The Chicago Tribune said its “groundbreaking” reporting suggested that innocent people had been convicted and executed. Two cases in Texas were cited. Also over the last 30 years more than 130 people had been released from death row in the U.S. after evidence was presented that undermined the cases against them. In that time, Illinois had executed 12 people and freed 18 from death row.
“The evidence of mistakes, the evidence of arbitrary decisions, the sobering knowledge that governments can’t provide certainty that the innocent will not be put to death — all that prompts this call for an end to capital punishment.
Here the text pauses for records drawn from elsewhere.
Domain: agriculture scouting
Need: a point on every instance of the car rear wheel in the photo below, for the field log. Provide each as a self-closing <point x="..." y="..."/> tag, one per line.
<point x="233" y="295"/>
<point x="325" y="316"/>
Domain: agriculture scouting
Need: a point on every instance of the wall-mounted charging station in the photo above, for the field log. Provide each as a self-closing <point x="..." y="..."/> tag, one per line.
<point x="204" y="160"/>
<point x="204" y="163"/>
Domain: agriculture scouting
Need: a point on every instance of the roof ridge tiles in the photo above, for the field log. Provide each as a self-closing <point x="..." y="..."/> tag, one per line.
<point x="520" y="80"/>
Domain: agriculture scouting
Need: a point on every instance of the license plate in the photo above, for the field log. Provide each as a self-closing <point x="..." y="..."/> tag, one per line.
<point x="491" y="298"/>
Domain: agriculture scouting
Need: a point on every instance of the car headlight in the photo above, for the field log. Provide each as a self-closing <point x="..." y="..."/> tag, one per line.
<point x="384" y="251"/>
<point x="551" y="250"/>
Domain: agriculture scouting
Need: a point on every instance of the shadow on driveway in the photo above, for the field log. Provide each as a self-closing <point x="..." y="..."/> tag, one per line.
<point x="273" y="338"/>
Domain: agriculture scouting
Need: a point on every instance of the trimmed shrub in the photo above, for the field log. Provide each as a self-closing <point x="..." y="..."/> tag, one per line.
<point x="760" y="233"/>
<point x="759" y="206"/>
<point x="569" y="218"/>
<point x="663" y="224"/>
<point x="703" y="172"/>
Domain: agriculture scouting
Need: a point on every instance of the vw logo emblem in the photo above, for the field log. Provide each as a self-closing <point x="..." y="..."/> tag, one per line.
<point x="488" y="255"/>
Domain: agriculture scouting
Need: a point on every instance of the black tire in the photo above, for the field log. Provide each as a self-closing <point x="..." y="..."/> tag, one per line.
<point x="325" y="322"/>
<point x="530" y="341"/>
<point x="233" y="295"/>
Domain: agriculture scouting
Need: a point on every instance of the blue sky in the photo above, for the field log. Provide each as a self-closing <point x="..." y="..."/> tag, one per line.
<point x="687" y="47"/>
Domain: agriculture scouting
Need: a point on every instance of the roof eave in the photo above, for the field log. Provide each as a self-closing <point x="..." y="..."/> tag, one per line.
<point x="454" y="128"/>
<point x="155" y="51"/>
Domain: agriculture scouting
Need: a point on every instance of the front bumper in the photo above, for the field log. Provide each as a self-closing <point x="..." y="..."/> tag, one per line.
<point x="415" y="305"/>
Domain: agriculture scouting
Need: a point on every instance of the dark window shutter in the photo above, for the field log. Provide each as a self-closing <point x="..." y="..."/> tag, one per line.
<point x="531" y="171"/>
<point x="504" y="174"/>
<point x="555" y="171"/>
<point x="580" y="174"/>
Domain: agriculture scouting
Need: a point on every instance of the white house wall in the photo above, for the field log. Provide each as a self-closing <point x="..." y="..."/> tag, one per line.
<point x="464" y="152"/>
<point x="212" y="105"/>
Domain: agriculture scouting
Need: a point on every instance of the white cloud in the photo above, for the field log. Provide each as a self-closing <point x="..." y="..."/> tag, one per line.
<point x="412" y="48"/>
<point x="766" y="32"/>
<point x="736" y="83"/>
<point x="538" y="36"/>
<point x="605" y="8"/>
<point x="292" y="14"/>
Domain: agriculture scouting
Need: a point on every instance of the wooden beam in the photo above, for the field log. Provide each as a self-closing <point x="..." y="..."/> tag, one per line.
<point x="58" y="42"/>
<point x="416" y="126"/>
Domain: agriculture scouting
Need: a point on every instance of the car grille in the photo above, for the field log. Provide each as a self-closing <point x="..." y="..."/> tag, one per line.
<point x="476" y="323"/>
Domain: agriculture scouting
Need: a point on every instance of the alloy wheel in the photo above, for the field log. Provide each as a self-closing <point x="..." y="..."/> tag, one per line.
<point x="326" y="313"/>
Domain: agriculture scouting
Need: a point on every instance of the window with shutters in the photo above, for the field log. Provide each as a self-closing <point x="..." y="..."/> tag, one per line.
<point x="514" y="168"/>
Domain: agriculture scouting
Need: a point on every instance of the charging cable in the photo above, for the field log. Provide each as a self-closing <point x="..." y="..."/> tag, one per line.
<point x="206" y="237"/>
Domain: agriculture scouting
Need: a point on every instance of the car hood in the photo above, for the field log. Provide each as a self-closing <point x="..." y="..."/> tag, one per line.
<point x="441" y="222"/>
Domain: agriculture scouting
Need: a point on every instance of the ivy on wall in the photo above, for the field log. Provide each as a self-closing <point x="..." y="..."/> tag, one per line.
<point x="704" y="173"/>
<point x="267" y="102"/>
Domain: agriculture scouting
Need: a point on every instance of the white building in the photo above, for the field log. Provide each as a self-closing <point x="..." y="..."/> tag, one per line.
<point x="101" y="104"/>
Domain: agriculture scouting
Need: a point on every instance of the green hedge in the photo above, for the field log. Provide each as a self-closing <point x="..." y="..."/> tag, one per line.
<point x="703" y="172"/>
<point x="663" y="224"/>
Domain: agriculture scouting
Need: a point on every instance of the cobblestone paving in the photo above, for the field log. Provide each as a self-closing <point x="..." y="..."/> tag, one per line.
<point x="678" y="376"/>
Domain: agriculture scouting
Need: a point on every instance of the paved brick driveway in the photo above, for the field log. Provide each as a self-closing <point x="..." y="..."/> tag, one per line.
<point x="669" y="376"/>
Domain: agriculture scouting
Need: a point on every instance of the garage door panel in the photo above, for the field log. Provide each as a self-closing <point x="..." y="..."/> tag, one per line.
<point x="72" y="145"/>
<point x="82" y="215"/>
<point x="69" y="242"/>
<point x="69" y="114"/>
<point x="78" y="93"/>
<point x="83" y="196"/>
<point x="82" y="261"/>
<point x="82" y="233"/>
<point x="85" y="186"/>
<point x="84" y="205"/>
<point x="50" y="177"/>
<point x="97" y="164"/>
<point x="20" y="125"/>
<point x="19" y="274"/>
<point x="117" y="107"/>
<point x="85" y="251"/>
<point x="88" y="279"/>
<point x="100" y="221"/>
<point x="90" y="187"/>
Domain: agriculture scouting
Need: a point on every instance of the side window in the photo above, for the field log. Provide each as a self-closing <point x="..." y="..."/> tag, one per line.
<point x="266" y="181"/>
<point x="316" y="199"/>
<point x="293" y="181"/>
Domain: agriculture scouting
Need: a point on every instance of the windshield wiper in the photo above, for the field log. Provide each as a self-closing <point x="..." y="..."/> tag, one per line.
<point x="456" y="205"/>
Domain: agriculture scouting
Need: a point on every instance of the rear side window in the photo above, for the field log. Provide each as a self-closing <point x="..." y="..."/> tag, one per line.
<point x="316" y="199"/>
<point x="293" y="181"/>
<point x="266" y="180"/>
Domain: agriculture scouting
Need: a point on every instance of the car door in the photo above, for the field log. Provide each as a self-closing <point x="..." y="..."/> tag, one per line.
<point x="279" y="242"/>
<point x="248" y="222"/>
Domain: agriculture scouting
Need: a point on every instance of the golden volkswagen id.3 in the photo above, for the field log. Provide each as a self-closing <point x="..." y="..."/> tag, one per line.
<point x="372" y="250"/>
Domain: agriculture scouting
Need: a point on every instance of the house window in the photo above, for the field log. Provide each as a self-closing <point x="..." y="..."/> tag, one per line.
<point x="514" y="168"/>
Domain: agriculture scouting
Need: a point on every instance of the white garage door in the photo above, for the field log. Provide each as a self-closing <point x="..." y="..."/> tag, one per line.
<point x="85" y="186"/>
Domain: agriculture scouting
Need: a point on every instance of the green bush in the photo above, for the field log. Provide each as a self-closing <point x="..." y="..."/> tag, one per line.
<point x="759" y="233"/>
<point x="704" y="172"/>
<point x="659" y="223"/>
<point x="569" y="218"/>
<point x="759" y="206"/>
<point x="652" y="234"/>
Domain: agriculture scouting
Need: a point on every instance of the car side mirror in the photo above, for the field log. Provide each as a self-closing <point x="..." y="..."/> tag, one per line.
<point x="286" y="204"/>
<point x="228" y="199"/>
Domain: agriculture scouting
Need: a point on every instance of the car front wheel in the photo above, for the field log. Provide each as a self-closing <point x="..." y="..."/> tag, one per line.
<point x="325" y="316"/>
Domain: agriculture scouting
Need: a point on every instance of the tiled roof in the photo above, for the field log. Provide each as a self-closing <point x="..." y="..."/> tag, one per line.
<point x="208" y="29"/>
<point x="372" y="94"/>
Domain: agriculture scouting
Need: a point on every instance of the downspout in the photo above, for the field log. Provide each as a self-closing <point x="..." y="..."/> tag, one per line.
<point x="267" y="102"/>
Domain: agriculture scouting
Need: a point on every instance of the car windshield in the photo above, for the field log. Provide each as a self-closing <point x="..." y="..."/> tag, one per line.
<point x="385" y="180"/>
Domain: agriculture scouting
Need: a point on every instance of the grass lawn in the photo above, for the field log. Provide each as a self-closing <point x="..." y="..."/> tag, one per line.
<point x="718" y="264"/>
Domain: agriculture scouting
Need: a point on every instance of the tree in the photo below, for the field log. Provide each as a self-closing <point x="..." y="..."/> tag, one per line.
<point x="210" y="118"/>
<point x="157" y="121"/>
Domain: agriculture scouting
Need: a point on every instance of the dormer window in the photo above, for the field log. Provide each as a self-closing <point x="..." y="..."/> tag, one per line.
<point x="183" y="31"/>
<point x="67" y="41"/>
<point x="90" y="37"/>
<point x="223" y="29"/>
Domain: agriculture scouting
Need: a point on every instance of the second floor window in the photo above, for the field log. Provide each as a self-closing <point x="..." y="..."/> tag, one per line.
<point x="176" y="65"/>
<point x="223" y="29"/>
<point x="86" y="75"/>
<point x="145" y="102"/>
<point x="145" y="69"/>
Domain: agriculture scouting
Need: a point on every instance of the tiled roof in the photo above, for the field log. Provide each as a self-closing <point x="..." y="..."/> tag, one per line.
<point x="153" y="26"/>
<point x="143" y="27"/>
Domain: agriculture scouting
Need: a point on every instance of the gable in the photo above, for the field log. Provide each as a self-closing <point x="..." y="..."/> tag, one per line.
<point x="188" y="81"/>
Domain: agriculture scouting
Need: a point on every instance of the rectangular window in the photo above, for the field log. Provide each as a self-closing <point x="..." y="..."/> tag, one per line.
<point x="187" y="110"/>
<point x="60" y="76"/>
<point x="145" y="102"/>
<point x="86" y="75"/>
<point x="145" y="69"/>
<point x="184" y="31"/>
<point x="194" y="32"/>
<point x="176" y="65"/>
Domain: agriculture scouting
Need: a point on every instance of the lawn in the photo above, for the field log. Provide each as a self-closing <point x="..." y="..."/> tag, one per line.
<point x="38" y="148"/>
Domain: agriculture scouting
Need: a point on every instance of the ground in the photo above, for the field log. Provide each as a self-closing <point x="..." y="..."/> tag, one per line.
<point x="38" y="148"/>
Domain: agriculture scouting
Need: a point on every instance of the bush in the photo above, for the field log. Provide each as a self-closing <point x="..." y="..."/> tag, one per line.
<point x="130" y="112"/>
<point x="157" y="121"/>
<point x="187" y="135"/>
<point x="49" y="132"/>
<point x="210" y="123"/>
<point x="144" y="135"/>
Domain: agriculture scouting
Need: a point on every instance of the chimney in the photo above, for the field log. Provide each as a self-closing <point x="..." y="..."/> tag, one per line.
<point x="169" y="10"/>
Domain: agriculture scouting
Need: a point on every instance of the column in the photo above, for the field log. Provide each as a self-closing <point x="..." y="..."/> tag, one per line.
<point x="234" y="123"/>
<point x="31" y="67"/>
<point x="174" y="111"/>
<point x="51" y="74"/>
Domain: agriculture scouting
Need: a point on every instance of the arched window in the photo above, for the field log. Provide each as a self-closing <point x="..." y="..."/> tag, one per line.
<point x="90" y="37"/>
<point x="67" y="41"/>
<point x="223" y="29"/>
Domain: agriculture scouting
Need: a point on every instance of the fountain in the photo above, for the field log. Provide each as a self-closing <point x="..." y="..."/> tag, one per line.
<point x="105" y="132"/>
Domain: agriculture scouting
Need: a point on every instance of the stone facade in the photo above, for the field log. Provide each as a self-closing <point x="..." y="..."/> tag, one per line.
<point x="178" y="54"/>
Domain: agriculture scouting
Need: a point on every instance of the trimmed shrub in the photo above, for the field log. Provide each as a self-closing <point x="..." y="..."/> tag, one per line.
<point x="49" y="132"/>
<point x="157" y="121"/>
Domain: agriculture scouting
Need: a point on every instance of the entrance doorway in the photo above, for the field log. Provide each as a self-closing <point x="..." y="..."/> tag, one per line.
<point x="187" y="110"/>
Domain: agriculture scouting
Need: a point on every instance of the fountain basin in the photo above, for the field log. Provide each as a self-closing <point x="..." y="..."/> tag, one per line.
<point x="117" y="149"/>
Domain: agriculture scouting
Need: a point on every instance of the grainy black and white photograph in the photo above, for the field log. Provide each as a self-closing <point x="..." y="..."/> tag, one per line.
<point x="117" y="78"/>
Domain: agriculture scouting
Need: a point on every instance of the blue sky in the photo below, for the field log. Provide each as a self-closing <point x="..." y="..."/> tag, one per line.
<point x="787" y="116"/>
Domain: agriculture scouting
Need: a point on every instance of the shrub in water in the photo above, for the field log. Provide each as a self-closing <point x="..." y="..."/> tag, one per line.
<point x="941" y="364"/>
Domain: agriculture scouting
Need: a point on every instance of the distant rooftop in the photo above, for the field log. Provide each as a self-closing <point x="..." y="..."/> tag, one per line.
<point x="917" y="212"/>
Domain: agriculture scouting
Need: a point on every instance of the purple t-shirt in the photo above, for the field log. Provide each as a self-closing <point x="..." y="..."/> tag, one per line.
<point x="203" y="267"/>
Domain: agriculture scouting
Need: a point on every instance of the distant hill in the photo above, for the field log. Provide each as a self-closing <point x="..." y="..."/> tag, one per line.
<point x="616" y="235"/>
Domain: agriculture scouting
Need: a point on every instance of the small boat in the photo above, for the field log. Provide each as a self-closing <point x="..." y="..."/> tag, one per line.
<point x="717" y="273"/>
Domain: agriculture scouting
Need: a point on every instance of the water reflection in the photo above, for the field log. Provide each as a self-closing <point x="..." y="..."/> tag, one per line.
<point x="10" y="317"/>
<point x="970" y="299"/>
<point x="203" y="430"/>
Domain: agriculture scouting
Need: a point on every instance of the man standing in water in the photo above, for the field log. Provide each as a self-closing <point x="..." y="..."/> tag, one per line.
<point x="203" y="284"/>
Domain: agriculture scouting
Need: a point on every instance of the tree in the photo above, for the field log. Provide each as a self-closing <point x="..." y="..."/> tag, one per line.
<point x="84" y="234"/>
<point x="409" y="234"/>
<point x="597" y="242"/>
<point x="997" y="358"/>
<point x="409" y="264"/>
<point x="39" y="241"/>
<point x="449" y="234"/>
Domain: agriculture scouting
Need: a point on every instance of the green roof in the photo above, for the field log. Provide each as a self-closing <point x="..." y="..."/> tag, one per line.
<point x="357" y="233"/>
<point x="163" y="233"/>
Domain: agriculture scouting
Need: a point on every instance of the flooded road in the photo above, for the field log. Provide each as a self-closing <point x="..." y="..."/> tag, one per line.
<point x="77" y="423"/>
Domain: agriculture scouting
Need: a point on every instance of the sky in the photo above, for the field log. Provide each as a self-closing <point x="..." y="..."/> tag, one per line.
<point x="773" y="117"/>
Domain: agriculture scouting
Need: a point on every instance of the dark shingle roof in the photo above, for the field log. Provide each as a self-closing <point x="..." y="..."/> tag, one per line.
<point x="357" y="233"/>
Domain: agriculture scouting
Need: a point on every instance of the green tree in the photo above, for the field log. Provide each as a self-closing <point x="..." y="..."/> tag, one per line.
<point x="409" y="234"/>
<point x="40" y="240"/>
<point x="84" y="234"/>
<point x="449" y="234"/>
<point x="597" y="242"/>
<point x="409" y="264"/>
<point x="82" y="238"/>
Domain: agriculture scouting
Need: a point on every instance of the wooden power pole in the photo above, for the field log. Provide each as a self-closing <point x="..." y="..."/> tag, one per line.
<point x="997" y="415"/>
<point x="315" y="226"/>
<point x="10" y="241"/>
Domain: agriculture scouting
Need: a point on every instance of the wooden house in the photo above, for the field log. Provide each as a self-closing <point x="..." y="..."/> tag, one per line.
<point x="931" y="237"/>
It is time to stop killing people in the people’s name,” the Chicago Tribune wrote, reversing its pro-capital punishment position held since 1869.
Pennsylvania’s Sentinel newspaper, founded in 1861, also came out editorially against capital punishment after its reporters highlighted the “ineffectiveness” of the death penalty system in the state.
“The death penalty is useless,” the newspaper wrote in its Apr. 3 editorial.
The state’s lengthy appeals process created an almost indefinite stay of execution. This meant the numbers on Pennsylvania’s death row were steadily increasing. There were now 221 on death row, the fourth largest number of any state in the country. This was a huge expense for the taxpayers, the newspaper wrote.
“We are left with a grueling process that in the end only guarantees more suffering for the victims’ families and society at large as faith in the justice system erodes,” the editorial said. The majority of public opinion in the U.S. now favoured prison without parole rather than capital punishment — either out of “frustration with the system or revulsion at the punishment”.
“The pendulum is swinging away from Pennsylvania’s position on a law it cannot even execute,” the editorial concluded.
The issue of race was also playing a major role in the fall in public support for the death penalty, particularly in Pennsylvania, Brian Evans of Amnesty USA told IPS. “There is a lot of doubt about the death penalty especially in Pennsylvania because of the disproportionate racial mix of those on death row,” he said.
In Texas, the Dallas Morning News reversed its century-old support for the death penalty in an editorial on Apr. 15, citing mounting evidence that the state had wrongly convicted a number of people in capital trials and probably executed at least one innocent man.
Carlos De Luna was executed in 1989 for the murder of a petrol station attendant, although there was no forensic evidence linking him to the crime. Later, another man boasted to relatives that De Luna had been convicted for a murder he had committed.
In a second disturbing case cited by the newspaper for its change of mind over the death penalty, Ernest Ray Willis was convicted of the murder of two women in 1987. A federal judge later found prosecutors had administered anti-psychotic drugs to Willis during his trial to give him a “glazed over” appearance and show he was “cold-hearted”. Prosecutors had also suppressed evidence and provided no physical proof or eyewitnesses. Questions were also raised about the competence of the court-appointed defense lawyers.
The sentence was overturned. Another death row inmate also confessed to the killings. Willis was released after 17 years on death row.
“This board has lost confidence that the state of Texas can guarantee that every inmate it executes is truly guilty of murder,” the Dallas Morning News wrote.
“We do not believe that any legal system devised by inherently flawed human beings can determine with moral certainty the guilt of every defendant convicted of murder. That is why we believe the state of Texas should abandon the death penalty — because we cannot reconcile the fact that it is both imperfect and irreversible.”
The number of death sentences handed down in the U.S. has been steadily decreasing as public opinion in support of capital punishment has been falling. Some 315 death sentences were handed down in 1995, 128 in 2005 and 102 last year.
In the last five years, the U.S. Supreme Court has ruled that it is unconstitutional to execute juveniles and the mentally retarded. Thirteen of the 50 U.S. states and the District of Columbia currently do not have the death penalty.